Investors' hope for a quick end to the Middle East crisis has waned after rebels from Yemen entered the conflict and additional U.S. troops moved into the Middle East, Trading Economics reported. The Houthis fired rockets at Israel over the weekend and vowed to continue strikes until a ceasefire on Iran. They have also threatened shipping in the Red Sea and Saudi oil facilities. Meanwhile, the Pentagon is preparing for ground operations. According to the Financial Times, US President Donald Trump has threatened to "seize Iranian oil" and the export hub on Hark Island in a Venezuelan scenario.

What the analysts are saying

"Iran's control of the Strait of Hormuz, ability to destabilize global energy and food markets, and continued missile and drone capabilities leave him (Trump. - Oninvest) little room for compromise, forcing the U.S. to escalate," said Maison Cartwright, senior geoeconomics analyst at Commonwealth Bank of Australia (quoted by Reuters). "We expect the war to last until at least June, with the balance of risks tilted towards a longer conflict," she added.

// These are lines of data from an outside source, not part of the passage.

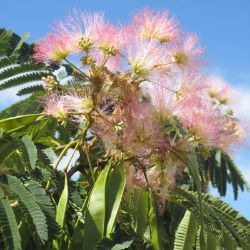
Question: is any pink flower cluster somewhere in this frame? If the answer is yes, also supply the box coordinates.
[35,9,244,209]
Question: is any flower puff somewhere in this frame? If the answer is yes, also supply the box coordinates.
[130,9,180,43]
[128,40,169,79]
[170,35,204,69]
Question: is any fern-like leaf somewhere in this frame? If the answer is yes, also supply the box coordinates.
[174,210,198,250]
[4,175,48,242]
[0,193,21,250]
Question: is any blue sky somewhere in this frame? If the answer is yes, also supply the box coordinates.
[0,0,250,219]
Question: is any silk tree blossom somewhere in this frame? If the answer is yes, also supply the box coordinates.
[57,10,106,52]
[170,35,204,68]
[43,93,69,122]
[130,9,180,43]
[208,76,237,105]
[62,92,93,115]
[128,40,169,79]
[35,9,246,206]
[180,103,240,151]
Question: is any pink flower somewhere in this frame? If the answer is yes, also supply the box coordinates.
[208,77,237,105]
[43,93,68,121]
[58,10,106,51]
[61,90,93,123]
[180,103,240,150]
[128,40,169,79]
[130,9,180,43]
[54,10,124,55]
[34,33,74,62]
[170,35,204,68]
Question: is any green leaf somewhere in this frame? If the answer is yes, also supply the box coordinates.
[0,198,22,250]
[10,32,30,56]
[6,175,48,242]
[83,160,112,250]
[0,114,44,132]
[174,210,198,250]
[56,175,69,228]
[0,71,48,90]
[21,135,37,169]
[105,161,125,238]
[148,189,162,250]
[53,175,69,249]
[111,240,133,250]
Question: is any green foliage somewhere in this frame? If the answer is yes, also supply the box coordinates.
[0,193,21,250]
[83,160,125,249]
[174,210,198,250]
[0,29,250,250]
[202,150,249,199]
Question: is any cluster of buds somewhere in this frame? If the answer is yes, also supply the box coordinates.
[35,9,244,210]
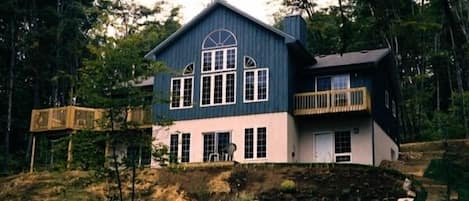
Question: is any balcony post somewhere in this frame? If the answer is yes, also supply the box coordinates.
[29,133,36,173]
[67,131,74,169]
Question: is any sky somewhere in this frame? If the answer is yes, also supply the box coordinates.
[135,0,337,24]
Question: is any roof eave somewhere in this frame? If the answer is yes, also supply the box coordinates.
[144,1,296,59]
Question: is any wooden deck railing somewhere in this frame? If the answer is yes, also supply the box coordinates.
[294,87,370,115]
[30,106,151,132]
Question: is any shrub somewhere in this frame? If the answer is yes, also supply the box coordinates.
[280,179,296,193]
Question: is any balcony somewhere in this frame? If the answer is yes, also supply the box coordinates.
[293,87,371,115]
[30,106,152,132]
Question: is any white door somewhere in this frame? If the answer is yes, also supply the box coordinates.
[314,132,334,163]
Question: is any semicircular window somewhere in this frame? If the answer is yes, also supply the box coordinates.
[244,56,257,68]
[182,63,194,75]
[202,29,237,49]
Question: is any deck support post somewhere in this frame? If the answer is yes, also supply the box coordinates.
[29,134,36,173]
[67,132,73,169]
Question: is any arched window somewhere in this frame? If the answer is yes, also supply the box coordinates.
[200,29,237,107]
[244,56,257,68]
[202,29,237,49]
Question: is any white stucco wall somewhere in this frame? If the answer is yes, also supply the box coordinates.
[297,117,373,165]
[152,112,295,167]
[373,122,399,166]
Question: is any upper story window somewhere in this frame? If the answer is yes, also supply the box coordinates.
[384,90,389,108]
[244,56,257,68]
[201,29,237,73]
[200,29,237,106]
[169,63,194,109]
[244,56,269,103]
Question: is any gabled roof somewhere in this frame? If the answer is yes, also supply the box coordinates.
[145,0,297,59]
[307,48,390,69]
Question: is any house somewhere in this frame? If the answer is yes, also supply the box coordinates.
[145,1,399,167]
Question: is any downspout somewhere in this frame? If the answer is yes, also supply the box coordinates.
[371,115,375,166]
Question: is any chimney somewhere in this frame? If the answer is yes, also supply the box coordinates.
[283,15,307,47]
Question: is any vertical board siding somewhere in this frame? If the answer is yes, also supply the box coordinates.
[154,7,290,120]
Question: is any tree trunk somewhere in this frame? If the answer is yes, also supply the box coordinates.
[4,2,16,172]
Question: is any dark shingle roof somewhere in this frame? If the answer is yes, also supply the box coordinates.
[308,48,390,69]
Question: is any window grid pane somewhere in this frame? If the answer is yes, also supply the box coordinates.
[244,128,254,158]
[257,70,267,100]
[244,71,254,101]
[202,52,212,72]
[226,73,235,103]
[169,134,179,163]
[217,132,230,160]
[181,133,191,163]
[257,127,267,158]
[335,131,352,154]
[226,49,236,69]
[202,76,211,105]
[171,79,181,108]
[215,50,223,70]
[213,75,223,104]
[183,78,192,107]
[204,133,215,162]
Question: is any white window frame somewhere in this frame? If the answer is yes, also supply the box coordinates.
[243,126,269,161]
[200,47,238,73]
[169,76,194,110]
[384,90,389,109]
[200,71,236,107]
[243,68,269,103]
[332,130,353,163]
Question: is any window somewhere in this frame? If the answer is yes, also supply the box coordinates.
[202,47,236,73]
[181,133,191,163]
[170,77,194,109]
[169,134,179,163]
[200,29,237,106]
[257,127,267,158]
[384,90,389,108]
[244,127,267,159]
[335,131,352,163]
[244,56,257,68]
[244,68,269,102]
[203,132,231,162]
[244,128,254,158]
[200,72,236,106]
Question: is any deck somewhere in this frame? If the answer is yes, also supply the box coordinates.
[294,87,371,115]
[30,106,152,132]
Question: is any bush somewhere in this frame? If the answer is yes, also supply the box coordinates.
[280,179,296,193]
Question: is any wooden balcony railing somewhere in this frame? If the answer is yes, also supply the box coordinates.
[30,106,151,132]
[294,87,370,115]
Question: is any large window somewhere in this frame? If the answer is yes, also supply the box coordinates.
[203,132,231,162]
[200,72,236,106]
[244,127,267,159]
[335,131,352,163]
[244,68,269,102]
[200,29,237,106]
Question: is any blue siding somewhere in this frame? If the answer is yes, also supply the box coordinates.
[154,7,289,120]
[283,15,307,47]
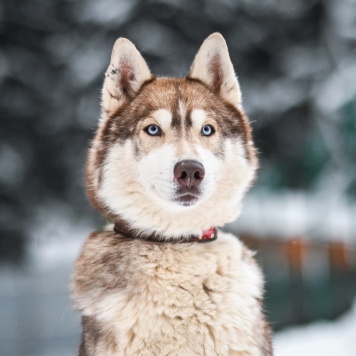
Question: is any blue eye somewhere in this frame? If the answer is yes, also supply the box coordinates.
[144,125,162,136]
[201,125,215,136]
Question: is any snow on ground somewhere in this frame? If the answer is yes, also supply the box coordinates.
[274,299,356,356]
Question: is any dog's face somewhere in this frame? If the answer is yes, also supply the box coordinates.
[87,34,257,236]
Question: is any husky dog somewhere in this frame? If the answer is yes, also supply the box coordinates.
[73,33,272,356]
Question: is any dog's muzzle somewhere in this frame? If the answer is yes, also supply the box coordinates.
[173,160,205,205]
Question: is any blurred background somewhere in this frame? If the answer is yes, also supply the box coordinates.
[0,0,356,356]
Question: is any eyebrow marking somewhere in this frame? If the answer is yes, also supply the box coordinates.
[152,109,173,129]
[190,109,207,130]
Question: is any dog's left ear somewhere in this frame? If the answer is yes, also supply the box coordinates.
[188,33,242,109]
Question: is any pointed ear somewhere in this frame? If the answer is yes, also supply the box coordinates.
[189,33,242,109]
[102,38,152,116]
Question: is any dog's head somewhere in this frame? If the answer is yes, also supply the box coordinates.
[87,33,257,237]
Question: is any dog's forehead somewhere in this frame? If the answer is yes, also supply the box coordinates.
[138,78,234,127]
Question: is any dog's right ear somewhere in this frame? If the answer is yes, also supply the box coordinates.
[102,38,152,116]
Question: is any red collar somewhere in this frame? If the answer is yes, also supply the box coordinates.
[114,222,218,243]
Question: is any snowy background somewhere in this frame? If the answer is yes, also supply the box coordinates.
[0,0,356,356]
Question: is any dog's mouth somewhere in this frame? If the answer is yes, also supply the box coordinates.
[176,194,199,206]
[175,187,201,206]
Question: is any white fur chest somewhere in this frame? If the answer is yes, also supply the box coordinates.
[74,233,264,355]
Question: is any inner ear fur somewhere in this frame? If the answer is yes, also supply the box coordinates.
[188,33,242,109]
[102,38,153,116]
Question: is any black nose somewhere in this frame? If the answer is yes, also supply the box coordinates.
[173,160,205,188]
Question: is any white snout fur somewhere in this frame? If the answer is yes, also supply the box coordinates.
[98,139,254,237]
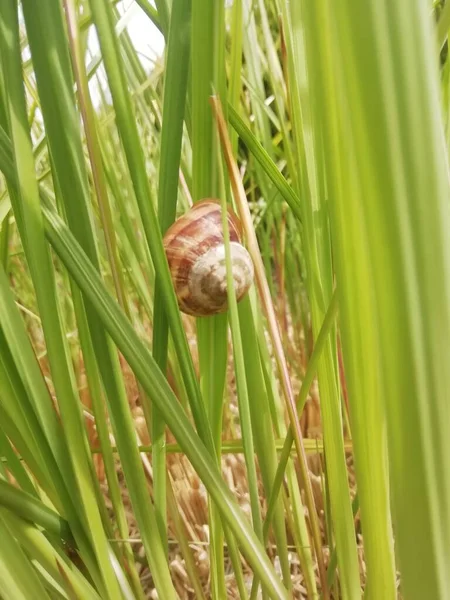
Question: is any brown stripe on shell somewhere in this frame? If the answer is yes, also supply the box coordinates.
[164,199,248,315]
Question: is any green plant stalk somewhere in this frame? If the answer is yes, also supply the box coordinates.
[264,291,338,539]
[91,0,214,450]
[19,0,175,598]
[190,0,228,600]
[0,513,50,600]
[0,120,286,599]
[239,298,292,590]
[281,1,361,600]
[0,7,120,598]
[2,510,100,600]
[151,0,191,545]
[218,195,263,564]
[305,2,397,600]
[36,192,286,598]
[65,0,143,598]
[312,1,450,599]
[228,104,302,223]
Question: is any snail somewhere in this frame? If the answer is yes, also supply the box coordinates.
[163,199,254,317]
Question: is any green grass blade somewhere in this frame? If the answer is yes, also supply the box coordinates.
[0,514,51,600]
[152,0,191,539]
[39,191,286,598]
[312,2,450,599]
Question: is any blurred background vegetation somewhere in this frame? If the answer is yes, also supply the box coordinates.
[0,0,450,600]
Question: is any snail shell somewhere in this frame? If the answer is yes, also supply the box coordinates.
[164,199,254,317]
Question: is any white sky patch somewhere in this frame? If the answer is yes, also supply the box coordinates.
[88,0,164,106]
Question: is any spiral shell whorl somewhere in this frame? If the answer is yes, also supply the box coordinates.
[164,200,253,316]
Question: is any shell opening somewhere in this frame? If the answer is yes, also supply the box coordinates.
[188,242,254,316]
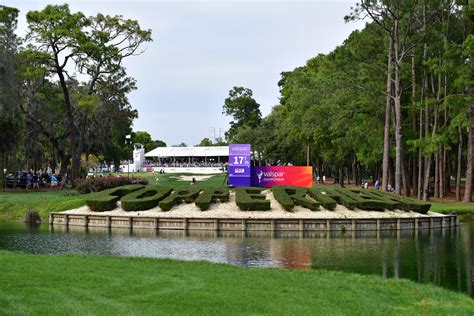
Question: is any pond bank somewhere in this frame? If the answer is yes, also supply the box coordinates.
[0,251,474,315]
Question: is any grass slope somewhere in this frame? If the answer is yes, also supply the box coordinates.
[0,173,225,218]
[0,251,474,315]
[0,190,89,218]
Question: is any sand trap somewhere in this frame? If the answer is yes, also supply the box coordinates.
[64,190,445,219]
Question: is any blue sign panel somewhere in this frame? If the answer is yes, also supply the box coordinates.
[229,144,250,187]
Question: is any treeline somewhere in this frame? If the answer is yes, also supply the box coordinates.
[228,0,474,201]
[0,5,152,185]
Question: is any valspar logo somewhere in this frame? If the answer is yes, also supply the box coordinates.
[255,170,285,184]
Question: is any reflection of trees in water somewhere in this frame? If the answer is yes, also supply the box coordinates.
[308,224,473,296]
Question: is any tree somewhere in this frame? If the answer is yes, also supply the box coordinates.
[222,87,262,142]
[132,131,157,152]
[27,5,151,185]
[0,5,23,185]
[153,140,166,148]
[171,142,188,147]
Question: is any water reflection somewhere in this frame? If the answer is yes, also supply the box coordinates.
[0,222,474,296]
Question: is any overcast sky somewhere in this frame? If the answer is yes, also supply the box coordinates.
[2,0,363,146]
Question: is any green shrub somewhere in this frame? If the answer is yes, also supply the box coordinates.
[120,185,173,212]
[235,187,270,211]
[158,187,201,211]
[194,189,229,211]
[86,184,144,212]
[326,189,358,210]
[272,186,320,212]
[361,190,431,214]
[330,187,396,211]
[308,188,337,211]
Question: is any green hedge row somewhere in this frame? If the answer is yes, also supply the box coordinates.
[328,187,396,211]
[158,187,201,211]
[235,187,270,211]
[272,186,320,212]
[86,184,145,212]
[194,189,229,211]
[120,185,173,212]
[360,190,431,214]
[308,188,337,211]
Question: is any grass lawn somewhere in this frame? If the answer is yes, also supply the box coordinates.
[430,202,474,215]
[0,251,474,315]
[0,189,89,218]
[0,173,225,218]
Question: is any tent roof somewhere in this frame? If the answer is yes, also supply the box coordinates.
[145,146,229,157]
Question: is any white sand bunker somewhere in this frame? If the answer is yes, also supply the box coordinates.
[170,175,213,181]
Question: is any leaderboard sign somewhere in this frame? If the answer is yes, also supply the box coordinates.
[229,144,251,187]
[229,144,313,188]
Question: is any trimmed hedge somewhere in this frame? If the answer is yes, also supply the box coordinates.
[360,190,431,214]
[328,187,397,211]
[235,187,270,211]
[272,186,320,212]
[158,187,201,211]
[86,184,144,212]
[308,188,337,211]
[194,189,229,211]
[120,185,173,212]
[74,176,148,193]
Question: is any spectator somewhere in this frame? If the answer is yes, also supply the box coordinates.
[50,174,58,188]
[31,172,39,190]
[26,172,33,190]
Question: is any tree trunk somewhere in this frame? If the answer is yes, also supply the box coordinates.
[434,152,439,198]
[306,143,310,166]
[382,36,393,191]
[456,126,462,201]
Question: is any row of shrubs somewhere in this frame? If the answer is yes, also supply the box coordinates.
[272,186,321,212]
[235,187,270,211]
[86,185,431,213]
[75,176,148,193]
[86,185,229,212]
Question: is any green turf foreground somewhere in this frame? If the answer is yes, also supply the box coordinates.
[0,251,474,315]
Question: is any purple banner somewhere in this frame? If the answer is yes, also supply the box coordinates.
[229,144,250,187]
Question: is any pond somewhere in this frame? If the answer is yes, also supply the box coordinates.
[0,221,474,297]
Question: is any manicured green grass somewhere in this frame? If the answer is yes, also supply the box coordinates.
[0,190,89,218]
[430,202,474,215]
[0,173,226,218]
[0,252,474,315]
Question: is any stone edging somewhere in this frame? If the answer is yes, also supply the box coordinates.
[49,213,459,232]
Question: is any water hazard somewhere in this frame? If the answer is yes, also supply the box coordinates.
[0,221,474,297]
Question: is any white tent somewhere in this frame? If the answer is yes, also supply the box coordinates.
[145,146,229,158]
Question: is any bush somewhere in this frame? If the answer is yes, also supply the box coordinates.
[308,188,337,211]
[326,189,358,210]
[327,187,396,211]
[158,187,201,211]
[86,184,144,212]
[361,190,431,214]
[75,176,148,193]
[272,186,320,212]
[235,187,270,211]
[194,189,229,211]
[120,185,173,212]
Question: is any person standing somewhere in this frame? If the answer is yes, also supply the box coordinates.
[31,172,39,190]
[26,172,33,190]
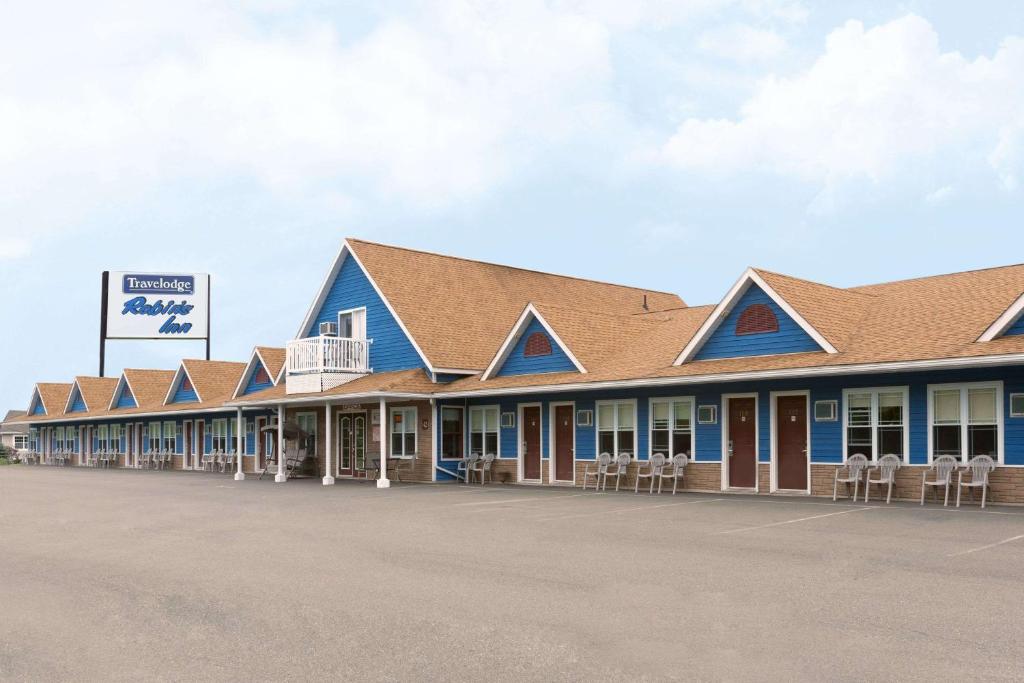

"The longer the [Strait of Hormuz] remains closed, the sharper the decline in buffer stocks will be, which could trigger a rapid rise in the prices of oil, natural gas and other exchange-traded commodities. A scenario in which the strait remains closed for another month would be consistent with oil prices rising to $150 a barrel," warned Bruce Kasman, head of global economics at JPMorgan Chase.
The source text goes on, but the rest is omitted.